$$ P=34(1.001)^{\frac{t}{4}} $$
The equation above can be used to model the population, in thousands, of a certain city \(t\) years after 2020. According to the model, the population is prediced to increase 0.1% every \(n\) months. What is the value of \(n\)?
Through inspection, we know that when \(t=4\), the population will increase by 0.1%.
$$ P=34(1.001)^{\frac{t}{4}} $$
$$ P=34(1.001)^{\frac{4}{4}} $$
$$ P=34(1.001)^1 $$
$$ =\underbrace{34}_\text{initial population} \cdot \underbrace{(1.001)}_\text{0.1\% increase} $$
There are \(\boxed{48} \) months in 4 years.

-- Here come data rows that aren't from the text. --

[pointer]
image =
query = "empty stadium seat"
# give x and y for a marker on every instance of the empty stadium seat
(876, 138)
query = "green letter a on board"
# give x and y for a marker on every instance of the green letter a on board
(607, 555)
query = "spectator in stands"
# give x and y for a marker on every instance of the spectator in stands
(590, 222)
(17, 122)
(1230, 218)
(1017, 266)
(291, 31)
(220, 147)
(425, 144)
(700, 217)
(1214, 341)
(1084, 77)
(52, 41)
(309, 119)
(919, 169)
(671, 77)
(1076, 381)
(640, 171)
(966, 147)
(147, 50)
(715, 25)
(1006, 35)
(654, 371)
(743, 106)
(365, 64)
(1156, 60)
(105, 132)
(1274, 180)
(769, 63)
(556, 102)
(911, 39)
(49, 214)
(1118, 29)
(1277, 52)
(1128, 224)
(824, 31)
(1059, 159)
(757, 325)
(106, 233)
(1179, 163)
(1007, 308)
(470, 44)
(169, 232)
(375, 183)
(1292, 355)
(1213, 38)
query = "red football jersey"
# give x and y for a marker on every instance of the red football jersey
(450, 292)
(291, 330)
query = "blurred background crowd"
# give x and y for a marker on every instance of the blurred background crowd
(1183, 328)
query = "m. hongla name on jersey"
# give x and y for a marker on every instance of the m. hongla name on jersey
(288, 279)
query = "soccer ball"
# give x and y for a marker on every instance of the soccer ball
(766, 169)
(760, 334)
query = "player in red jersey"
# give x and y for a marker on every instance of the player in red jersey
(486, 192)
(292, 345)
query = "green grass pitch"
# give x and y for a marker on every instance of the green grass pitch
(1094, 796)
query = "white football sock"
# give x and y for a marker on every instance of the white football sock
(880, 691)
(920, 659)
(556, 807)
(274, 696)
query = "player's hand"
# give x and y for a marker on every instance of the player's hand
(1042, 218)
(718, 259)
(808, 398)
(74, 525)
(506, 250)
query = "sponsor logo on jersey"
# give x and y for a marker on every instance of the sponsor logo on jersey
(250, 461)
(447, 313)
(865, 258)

Inspect the units of the exponent.
$$ P=34(1.001)^{\frac{t}{4}} $$
$$ \frac{t \text{ years}}{4 \text{ years}} $$
If instead we want a model which uses \(n\) months rather than \(t\) years,
$$ \frac{n \text{ months}}{4 \text{ years}} $$
The units do no cancel out, unless we convert the denominator:
$$ \frac{n \text{ months}}{4 \cancel{\text{ years}}} \cdot \frac{1 \cancel{\text{ year}}}{12 \text{ months}} $$
$$ = \frac{n \text{ months}}{ 48 \text{ months}} $$
$$ P=34(1.001)^{\frac{n}{48}} $$
Inspecting this equation, we know that when \(n=\boxed{48}\), the initial population will increase by \(0.1\%\).